This is a work of art about the creation of a work of art. The work in this case happens to be a movie, and--as with all great works of art--there is one obsessed, cruel, megalomaniacal genius at the helm. Eli Cross (Peter O'Toole) is the most vivid depiction of a Hollywood director ever captured on film. He is a true patriarch, playing father/lover/drill sergeant to his cast and crew, and they all love/hate/fear him for it. Anyone who's ever been near an actual film set can tell you how accurate the character is.

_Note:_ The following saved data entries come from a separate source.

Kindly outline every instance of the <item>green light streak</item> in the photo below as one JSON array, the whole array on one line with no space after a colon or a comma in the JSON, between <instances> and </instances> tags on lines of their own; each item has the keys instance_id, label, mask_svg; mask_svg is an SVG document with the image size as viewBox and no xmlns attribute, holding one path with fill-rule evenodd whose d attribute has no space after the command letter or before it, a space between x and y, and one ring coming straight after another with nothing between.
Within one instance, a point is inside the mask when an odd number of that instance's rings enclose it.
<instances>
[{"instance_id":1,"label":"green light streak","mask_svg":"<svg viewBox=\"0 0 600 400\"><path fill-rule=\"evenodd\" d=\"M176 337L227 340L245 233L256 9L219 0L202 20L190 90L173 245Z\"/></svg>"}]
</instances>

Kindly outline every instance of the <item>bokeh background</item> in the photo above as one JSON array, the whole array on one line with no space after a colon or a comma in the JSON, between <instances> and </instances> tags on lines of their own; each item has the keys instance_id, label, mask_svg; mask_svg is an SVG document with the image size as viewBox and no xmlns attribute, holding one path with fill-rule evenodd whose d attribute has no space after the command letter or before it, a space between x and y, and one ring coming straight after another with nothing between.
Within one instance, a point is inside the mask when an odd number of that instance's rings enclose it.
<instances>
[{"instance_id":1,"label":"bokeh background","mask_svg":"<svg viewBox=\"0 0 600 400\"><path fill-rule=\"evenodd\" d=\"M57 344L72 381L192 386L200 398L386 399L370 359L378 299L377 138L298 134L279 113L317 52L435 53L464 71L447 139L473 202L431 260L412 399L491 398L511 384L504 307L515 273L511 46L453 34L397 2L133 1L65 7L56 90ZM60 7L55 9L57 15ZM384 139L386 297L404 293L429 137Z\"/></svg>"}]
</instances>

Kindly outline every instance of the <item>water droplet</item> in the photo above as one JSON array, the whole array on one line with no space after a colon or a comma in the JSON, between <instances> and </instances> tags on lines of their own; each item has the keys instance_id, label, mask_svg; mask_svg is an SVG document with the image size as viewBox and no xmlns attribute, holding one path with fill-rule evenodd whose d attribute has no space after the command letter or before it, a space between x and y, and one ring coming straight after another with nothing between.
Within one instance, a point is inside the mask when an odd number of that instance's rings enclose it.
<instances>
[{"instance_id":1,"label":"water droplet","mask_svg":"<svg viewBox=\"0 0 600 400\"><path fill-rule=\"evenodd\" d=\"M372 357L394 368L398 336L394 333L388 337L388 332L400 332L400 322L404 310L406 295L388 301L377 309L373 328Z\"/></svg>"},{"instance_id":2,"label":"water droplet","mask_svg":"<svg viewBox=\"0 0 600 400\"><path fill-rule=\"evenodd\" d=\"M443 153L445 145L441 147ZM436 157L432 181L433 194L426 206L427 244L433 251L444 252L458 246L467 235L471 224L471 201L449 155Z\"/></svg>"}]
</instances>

But what makes this film just about the last word on the subject is Richard Rush's brilliant blurring of fantasy and reality. That, after all, is the main occupation of those who toil in the "Dream Factory" of show biz. Note the many references to ALICE IN WONDERLAND. Steve Railsback (who is terrific) is Alice, and Eli and his mad crew are what he finds on the other side of the looking glass. He is running from bleak reality, straight into the arms of an instant family: father (O'Toole), uncle (the screenwriter played by Allen Goorwitz), brother (fellow stuntman Chuck Bail), and love interest (Hershey). And they all may be planning to kill him on camera, just to make their movie even better. Now, that's Wonderland--and that's Hollywood!
Few films before or since this 1980 gem have given us such a true, terrifying, hilarious view of the process of manufacturing dreams. Truffaut's DAY FOR NIGHT is the only one I can think of that comes close. How tall is King Kong? As tall as we want him to be. If you love the movies, you'll love THE STUNT MAN.